Simply put, all ketogenic diets are, by nature, low-carb diets. However, not all low-carb diets are keto. You see, while keto is very well defined by its carbohydrate constraints (i.e., < 30 grams of carbs per day), when it comes to low-carb diets, the lines are about as clear as mud (even among the scientific community).
For example, some consider anything less than 40% of calories from carbohydrates as low-carb diets. (1) Still others have set the low-carb bar as high as 45% of calories. (2) Let’s be honest: That’s not low-carb; at best, it’s moderate-carb. My opinion aside, you can see how this could raise some eyebrows, but there’s more to add to the confusion.
On the other hand, some have set the cutoff definition for a low-carb diet at 26% of calories, or less than 130 grams of carbohydrate per day. (3) While that line is a bit more reasonable, that’s still 4 – 5 times what’s considered standard for keto.
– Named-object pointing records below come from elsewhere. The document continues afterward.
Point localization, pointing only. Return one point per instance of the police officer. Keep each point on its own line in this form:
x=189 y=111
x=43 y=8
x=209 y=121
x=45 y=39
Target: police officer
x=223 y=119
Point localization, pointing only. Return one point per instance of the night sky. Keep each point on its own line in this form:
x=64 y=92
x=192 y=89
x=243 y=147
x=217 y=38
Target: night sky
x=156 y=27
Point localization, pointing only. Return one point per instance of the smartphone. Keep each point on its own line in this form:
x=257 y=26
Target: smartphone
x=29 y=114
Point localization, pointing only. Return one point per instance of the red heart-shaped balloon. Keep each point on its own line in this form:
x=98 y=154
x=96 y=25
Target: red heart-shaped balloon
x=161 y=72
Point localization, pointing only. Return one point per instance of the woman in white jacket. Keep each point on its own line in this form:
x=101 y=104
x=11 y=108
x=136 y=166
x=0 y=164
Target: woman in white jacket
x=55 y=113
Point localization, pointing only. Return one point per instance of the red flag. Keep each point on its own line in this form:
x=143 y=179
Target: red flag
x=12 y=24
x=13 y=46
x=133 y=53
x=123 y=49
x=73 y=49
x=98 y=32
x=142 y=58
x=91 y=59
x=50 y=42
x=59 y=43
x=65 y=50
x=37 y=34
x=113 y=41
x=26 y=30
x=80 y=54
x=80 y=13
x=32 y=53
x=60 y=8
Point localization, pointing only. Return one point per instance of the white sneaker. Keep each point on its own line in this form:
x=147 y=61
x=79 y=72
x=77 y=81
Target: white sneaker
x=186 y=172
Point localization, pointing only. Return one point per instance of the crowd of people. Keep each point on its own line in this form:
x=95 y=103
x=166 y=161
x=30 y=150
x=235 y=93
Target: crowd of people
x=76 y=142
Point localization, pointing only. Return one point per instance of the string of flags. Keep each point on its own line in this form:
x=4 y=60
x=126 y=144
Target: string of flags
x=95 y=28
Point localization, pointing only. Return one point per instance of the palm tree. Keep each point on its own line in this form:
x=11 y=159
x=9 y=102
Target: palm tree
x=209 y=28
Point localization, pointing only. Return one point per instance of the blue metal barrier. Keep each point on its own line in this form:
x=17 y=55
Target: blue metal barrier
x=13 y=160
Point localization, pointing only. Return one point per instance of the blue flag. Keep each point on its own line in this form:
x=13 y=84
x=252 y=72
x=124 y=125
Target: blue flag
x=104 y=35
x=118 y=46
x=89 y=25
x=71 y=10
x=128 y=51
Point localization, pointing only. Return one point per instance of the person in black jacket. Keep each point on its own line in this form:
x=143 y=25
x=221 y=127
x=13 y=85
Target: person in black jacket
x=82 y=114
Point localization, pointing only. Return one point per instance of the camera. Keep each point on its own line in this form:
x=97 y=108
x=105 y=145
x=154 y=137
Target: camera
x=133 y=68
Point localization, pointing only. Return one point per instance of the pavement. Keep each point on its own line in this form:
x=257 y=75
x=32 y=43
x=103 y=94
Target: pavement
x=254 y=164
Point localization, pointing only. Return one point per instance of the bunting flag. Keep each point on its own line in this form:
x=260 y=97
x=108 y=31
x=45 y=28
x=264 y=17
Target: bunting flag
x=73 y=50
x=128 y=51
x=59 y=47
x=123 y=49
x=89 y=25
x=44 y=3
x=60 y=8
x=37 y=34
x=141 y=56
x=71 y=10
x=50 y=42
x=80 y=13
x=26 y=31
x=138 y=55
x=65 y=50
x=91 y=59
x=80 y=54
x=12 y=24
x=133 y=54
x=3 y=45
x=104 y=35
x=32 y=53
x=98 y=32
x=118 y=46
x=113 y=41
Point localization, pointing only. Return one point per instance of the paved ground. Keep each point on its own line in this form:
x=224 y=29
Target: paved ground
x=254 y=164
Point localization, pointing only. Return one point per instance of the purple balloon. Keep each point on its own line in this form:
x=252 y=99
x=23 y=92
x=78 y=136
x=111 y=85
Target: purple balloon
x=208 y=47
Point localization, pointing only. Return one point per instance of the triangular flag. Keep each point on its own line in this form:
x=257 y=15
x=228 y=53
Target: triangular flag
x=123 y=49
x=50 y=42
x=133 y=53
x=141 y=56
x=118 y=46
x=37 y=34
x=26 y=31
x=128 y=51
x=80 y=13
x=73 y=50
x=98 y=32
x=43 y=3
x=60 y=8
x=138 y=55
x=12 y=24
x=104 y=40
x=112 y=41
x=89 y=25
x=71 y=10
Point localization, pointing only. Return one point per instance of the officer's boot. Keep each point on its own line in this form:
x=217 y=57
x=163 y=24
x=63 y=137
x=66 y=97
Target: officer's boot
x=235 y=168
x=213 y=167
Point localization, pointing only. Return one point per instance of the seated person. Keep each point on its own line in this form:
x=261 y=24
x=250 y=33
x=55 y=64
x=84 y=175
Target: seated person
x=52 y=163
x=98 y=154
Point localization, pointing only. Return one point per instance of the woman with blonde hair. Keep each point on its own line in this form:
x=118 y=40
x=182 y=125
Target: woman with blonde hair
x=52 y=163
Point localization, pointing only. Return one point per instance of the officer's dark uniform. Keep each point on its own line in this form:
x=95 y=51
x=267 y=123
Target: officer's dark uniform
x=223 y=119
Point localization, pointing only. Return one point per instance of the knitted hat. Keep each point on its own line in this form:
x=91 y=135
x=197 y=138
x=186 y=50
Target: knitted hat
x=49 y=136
In other words, there’s very little consensus when it comes to answering the question, “What is low carb anyway?” And there are still other noteworthy differences between Keto and low-carb diets.
For instance, a true ketogenic diet usually provides an only an adequate amount of protein; on the other hand, low-carb diets are almost exclusively higher in protein. What’s more, while a hallmark of keto is its relatively high concentration of fat, low-carb diets tend to be more moderate when it comes to fats.
Practically speaking, while the physiological aim of a ketogenic diet is to achieve nutritional ketosis, it’s absolutely possible to be on a low-carb diet and not be in ketosis. In fact, without counting carbs, fats, or proteins, that’s arguably the defining characteristic between keto and low carb: Are you in (nutritional ketosis), or are you out?